Insect bites that cause you to bleed under your epidermis, or the top layer of your skin, will cause bruises to form. There are several types of insect bites that may form bruises, such as bites from spiders, mosquitoes, bed bugs and ticks. Stings from scorpions, wasps or bees may also form bruises. Insect bites that cause bruises have a very distinct look to them. Once you learn what to look for, you will be able to identify an insect bite with bruising.
Look for tiny red or white puncture marks in the center of your bruise. If a spider bit you, there will be a pair of puncture marks. A single puncture mark can be made by a mosquito, bed bug or tick. Insect bites with bruising typically do not develop a red, raised, irritated and itchy lump around the bite.
Inspect the color of your skin around the bite. Is it purple, red and yellowish or is it magenta or bright red? If your skin is a magenta or bright red bulls-eye or target shape, you have been bit by a tick and may have Lyme disease, which is a serious condition that needs to be treated with medication prescribed by a doctor.
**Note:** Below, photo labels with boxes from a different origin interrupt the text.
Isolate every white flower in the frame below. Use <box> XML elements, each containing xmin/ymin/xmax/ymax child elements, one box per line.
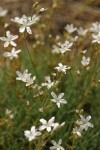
<box><xmin>50</xmin><ymin>139</ymin><xmax>65</xmax><ymax>150</ymax></box>
<box><xmin>0</xmin><ymin>7</ymin><xmax>8</xmax><ymax>17</ymax></box>
<box><xmin>0</xmin><ymin>31</ymin><xmax>18</xmax><ymax>47</ymax></box>
<box><xmin>76</xmin><ymin>115</ymin><xmax>93</xmax><ymax>131</ymax></box>
<box><xmin>11</xmin><ymin>15</ymin><xmax>39</xmax><ymax>34</ymax></box>
<box><xmin>39</xmin><ymin>117</ymin><xmax>55</xmax><ymax>132</ymax></box>
<box><xmin>55</xmin><ymin>63</ymin><xmax>71</xmax><ymax>74</ymax></box>
<box><xmin>81</xmin><ymin>56</ymin><xmax>90</xmax><ymax>66</ymax></box>
<box><xmin>90</xmin><ymin>22</ymin><xmax>100</xmax><ymax>33</ymax></box>
<box><xmin>41</xmin><ymin>76</ymin><xmax>56</xmax><ymax>89</ymax></box>
<box><xmin>77</xmin><ymin>27</ymin><xmax>88</xmax><ymax>36</ymax></box>
<box><xmin>65</xmin><ymin>24</ymin><xmax>77</xmax><ymax>33</ymax></box>
<box><xmin>58</xmin><ymin>41</ymin><xmax>73</xmax><ymax>54</ymax></box>
<box><xmin>92</xmin><ymin>32</ymin><xmax>100</xmax><ymax>44</ymax></box>
<box><xmin>73</xmin><ymin>127</ymin><xmax>82</xmax><ymax>137</ymax></box>
<box><xmin>51</xmin><ymin>92</ymin><xmax>67</xmax><ymax>108</ymax></box>
<box><xmin>24</xmin><ymin>126</ymin><xmax>41</xmax><ymax>141</ymax></box>
<box><xmin>16</xmin><ymin>69</ymin><xmax>36</xmax><ymax>86</ymax></box>
<box><xmin>3</xmin><ymin>47</ymin><xmax>21</xmax><ymax>60</ymax></box>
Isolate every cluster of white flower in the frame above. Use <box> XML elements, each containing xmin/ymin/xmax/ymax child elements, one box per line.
<box><xmin>24</xmin><ymin>117</ymin><xmax>65</xmax><ymax>141</ymax></box>
<box><xmin>73</xmin><ymin>114</ymin><xmax>93</xmax><ymax>136</ymax></box>
<box><xmin>0</xmin><ymin>2</ymin><xmax>96</xmax><ymax>150</ymax></box>
<box><xmin>11</xmin><ymin>15</ymin><xmax>39</xmax><ymax>34</ymax></box>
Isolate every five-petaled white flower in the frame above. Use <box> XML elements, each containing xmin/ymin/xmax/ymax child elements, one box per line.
<box><xmin>0</xmin><ymin>31</ymin><xmax>18</xmax><ymax>47</ymax></box>
<box><xmin>92</xmin><ymin>32</ymin><xmax>100</xmax><ymax>44</ymax></box>
<box><xmin>51</xmin><ymin>92</ymin><xmax>67</xmax><ymax>108</ymax></box>
<box><xmin>16</xmin><ymin>69</ymin><xmax>36</xmax><ymax>86</ymax></box>
<box><xmin>50</xmin><ymin>139</ymin><xmax>65</xmax><ymax>150</ymax></box>
<box><xmin>55</xmin><ymin>63</ymin><xmax>71</xmax><ymax>74</ymax></box>
<box><xmin>65</xmin><ymin>24</ymin><xmax>77</xmax><ymax>33</ymax></box>
<box><xmin>24</xmin><ymin>126</ymin><xmax>41</xmax><ymax>141</ymax></box>
<box><xmin>3</xmin><ymin>47</ymin><xmax>21</xmax><ymax>60</ymax></box>
<box><xmin>11</xmin><ymin>15</ymin><xmax>39</xmax><ymax>34</ymax></box>
<box><xmin>39</xmin><ymin>117</ymin><xmax>55</xmax><ymax>132</ymax></box>
<box><xmin>76</xmin><ymin>115</ymin><xmax>93</xmax><ymax>131</ymax></box>
<box><xmin>81</xmin><ymin>56</ymin><xmax>90</xmax><ymax>66</ymax></box>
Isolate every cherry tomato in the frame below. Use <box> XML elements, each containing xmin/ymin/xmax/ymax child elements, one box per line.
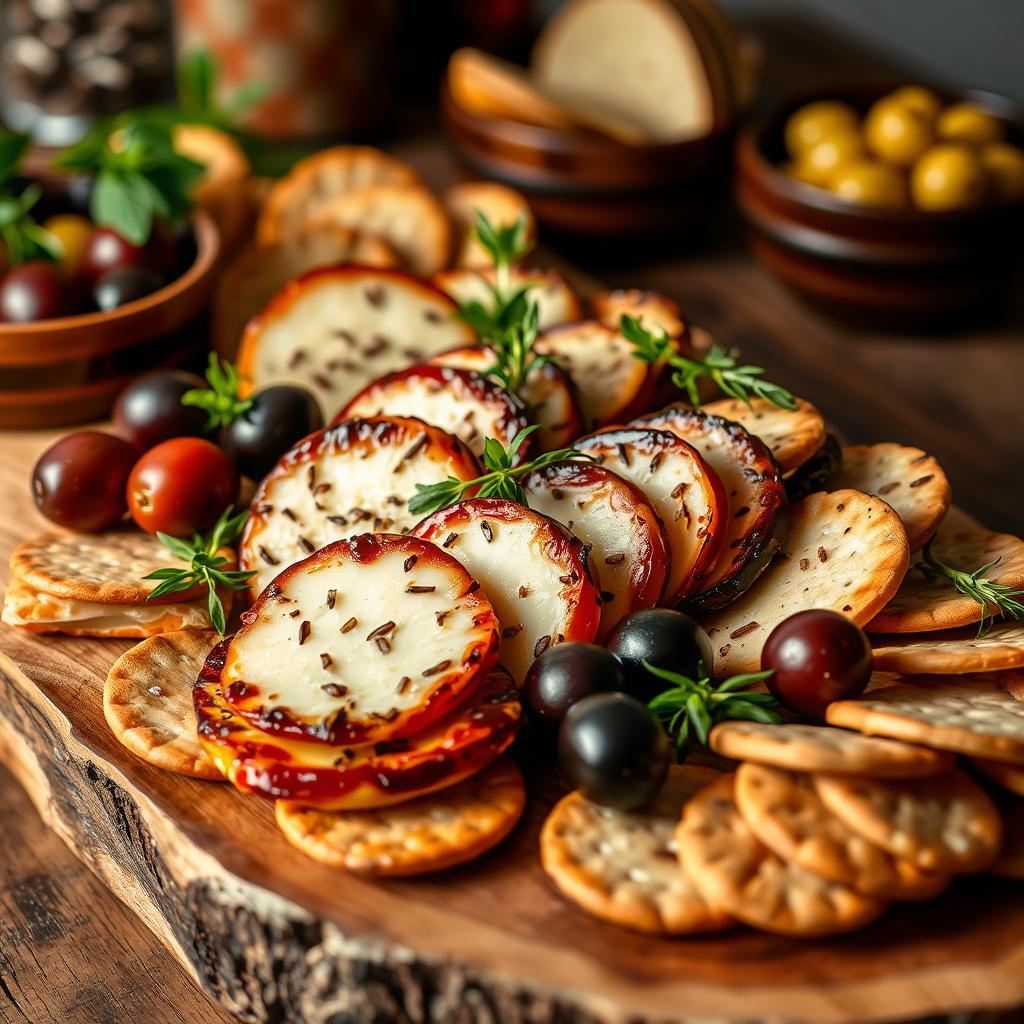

If the surrounding area of the bite is more muted pinkish-red color that looks like a weal or oval shaped rash, it is not an insect bite with bruising, but a bed bug or mosquito bite. Bed bug bites are very painful. Mosquito bites irritate the skin and make it itchy.
Inspect your skin where you have located the insect bite to determine if it has caused bruising. An insect bite with bruising will have a ring of normal colored skin around the bite surrounded by a larger ring-shaped bruise that is radiating out from it. The bruised area around the insect bite will be 1-inch or wider in diameter and will look like a donut.